LEE COUNTY, Fla. - Cause for concern. EMS workers in southwest Florida say they're worried about a shortage in pain medicine that first responders use. Things like morphine are in such short supply, EMS crews are having to use alternative medicine or mix medicine at all hours of the day.
EMS crews that work in southwest Florida said they're watching and waiting because medications they depend on, every day, that they take to call to treat injuries, may become a thing of the past.
Todd Coulter is the Division Chief of EMS for Estero Fire Rescue. When it comes to the future and medications for patients, critical is Coulter's level of concern.
"27 years I've been doing this and I've never seen the problem. Its daily," said Coulter.
A daily issue of certain medications like morphine and fentanyl, used to treat pain, are not readily available for the people who are first on scene: paramedics.
"For right now, our pain meds we don't have any right now so that creates a problem for someone who has a broken hip or a fractured arm," said Coulter.
The good news is, Estero Fire has dual response with Lee County EMS and Lee County carries some of the pain medication Estero might not have. But soon, that could stop.
"How does it make you feel knowing that there might be a call where you guys can't help a patient the way you should be able to?" said Genevieve Judge, WINK News reporter.
"Good concern. One of the things that we do, people count on us to be there and to have the equipment and the medications to take care of them," said Coulter.

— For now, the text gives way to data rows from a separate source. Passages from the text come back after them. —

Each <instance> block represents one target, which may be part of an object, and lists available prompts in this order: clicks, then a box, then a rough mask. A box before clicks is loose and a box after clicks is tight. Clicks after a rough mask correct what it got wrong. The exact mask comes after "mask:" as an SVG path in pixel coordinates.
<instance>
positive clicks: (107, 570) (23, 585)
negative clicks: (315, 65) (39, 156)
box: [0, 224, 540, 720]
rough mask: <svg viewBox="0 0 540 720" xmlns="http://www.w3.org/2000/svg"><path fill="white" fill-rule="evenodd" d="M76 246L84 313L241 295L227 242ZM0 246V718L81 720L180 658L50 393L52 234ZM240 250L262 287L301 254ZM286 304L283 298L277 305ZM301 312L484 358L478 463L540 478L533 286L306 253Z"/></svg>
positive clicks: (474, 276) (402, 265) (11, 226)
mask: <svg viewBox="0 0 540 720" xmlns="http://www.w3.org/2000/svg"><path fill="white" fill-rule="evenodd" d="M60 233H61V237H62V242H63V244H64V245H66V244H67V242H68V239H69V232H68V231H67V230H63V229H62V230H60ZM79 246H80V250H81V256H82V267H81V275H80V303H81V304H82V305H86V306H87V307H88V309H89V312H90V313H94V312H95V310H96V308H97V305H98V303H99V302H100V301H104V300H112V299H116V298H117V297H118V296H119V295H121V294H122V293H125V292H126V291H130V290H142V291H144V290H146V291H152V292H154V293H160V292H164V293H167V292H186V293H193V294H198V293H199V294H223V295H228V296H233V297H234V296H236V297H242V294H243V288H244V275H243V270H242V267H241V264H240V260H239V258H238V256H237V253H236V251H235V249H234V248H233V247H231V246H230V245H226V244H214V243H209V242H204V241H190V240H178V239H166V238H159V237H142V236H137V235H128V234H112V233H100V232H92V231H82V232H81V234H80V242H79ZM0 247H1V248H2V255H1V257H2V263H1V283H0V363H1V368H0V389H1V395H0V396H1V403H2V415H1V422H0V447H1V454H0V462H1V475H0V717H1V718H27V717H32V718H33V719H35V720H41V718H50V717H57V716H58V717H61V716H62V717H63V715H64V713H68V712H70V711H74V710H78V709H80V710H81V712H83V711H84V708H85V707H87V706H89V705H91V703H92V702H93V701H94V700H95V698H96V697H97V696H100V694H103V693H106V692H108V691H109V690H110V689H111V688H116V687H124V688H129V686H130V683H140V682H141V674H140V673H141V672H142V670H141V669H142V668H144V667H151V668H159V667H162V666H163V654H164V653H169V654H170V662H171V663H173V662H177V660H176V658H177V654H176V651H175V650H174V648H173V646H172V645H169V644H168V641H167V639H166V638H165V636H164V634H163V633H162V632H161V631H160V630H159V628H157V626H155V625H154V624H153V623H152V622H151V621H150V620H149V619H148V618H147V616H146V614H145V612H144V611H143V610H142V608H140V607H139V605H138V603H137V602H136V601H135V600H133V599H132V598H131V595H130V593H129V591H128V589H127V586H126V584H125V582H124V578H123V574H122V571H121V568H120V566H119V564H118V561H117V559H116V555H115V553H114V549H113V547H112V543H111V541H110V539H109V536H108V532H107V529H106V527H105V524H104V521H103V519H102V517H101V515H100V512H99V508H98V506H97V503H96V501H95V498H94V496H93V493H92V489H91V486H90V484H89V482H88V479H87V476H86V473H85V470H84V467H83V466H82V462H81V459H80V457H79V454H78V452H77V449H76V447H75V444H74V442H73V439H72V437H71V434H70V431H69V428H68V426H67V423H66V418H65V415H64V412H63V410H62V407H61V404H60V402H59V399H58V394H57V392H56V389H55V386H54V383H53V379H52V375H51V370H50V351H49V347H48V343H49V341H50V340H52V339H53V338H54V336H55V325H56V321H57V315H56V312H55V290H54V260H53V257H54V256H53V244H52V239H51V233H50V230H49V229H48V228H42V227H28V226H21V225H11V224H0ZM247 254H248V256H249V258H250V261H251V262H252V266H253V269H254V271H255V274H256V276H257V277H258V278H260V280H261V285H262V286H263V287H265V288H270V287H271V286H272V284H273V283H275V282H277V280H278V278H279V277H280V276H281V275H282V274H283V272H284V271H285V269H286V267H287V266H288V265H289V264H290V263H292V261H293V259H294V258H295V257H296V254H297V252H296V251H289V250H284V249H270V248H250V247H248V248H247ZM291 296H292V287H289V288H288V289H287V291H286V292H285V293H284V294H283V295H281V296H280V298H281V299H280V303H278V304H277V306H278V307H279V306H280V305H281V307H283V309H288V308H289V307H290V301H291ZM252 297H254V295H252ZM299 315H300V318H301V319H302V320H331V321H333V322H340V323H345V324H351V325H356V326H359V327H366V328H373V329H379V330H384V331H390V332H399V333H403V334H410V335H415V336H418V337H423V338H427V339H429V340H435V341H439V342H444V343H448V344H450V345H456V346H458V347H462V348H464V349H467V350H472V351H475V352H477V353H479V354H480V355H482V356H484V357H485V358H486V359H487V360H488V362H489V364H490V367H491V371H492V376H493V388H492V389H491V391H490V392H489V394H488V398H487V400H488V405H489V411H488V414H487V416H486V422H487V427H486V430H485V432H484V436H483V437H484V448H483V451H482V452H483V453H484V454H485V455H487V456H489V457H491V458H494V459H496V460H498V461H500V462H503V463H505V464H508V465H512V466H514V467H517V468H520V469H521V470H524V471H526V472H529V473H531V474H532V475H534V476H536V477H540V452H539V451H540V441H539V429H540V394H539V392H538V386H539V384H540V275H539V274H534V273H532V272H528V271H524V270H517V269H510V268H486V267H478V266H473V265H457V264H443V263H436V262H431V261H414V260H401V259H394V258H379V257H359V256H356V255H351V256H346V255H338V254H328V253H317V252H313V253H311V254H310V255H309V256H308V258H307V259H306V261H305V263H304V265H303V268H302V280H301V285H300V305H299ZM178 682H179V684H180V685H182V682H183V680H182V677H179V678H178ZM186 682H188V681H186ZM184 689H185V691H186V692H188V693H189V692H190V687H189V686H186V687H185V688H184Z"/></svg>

And some medications they have in stock, can't even be used.
Expired medication is used for training and not for actual medical use because just one day past the expiration date in the state of Florida means medics can't use it.
"This just isn't Estero or even Lee county, this is nationwide so its got to be fixed from the top and come down," said Coulter.
At Lee Memorial Hospital, John Armistead is the Director of Pharmacy. He said doctors are seeing a number of drug shortages that affect patient care but he believes the issue is on the decline. However, some pain medications EMS crews use have increased in price from 75% to 180%. Armistead said one of the main issues for the shortages, the economy. It's too expensive for the drug companies to make.
"Juggling and kind of dealing with moving drug from one hospital to another to meet patient care need is now a daily occurrence where in the past it might have been more a couple types of month we would do this thing," said Armistead.
So if medication isn't available when you or a loved one needs it, what does that mean for you?
"There are drugs of choice and drugs of second choice if you will so sometimes we have to go to the drug of second choice to treat an individual patient. Its not necessarily bad but it may be a different side effect profile or may require different monitoring," said Armistead.
While not bad, second choice drugs could cost you more out of pocket. Armistead said an issue is doctors prescribe medications that aren't available. He said from here, doctors need to get on the same page, work to put a plan in place to discuss what's best for the patient overall.
As for Coulter at Estero Fire Rescue, patient care is the top priority for the medics first on scene.
"I don't think its a patient care issue at this point. Could it be? Absolutely. At this point right now, there is nobody at risk and nobody at harm. We're just going to have to be creative and take care of our people and our patients," said Coulter.
There are about 70,000 drugs on the US market and doctors are seeing shortages in around 200 to 300 of them.
Medications like morphine and fentanyl are seeing back orders into early 2013. Coulter said this critical care drug shortage is predicted to last another three to four years.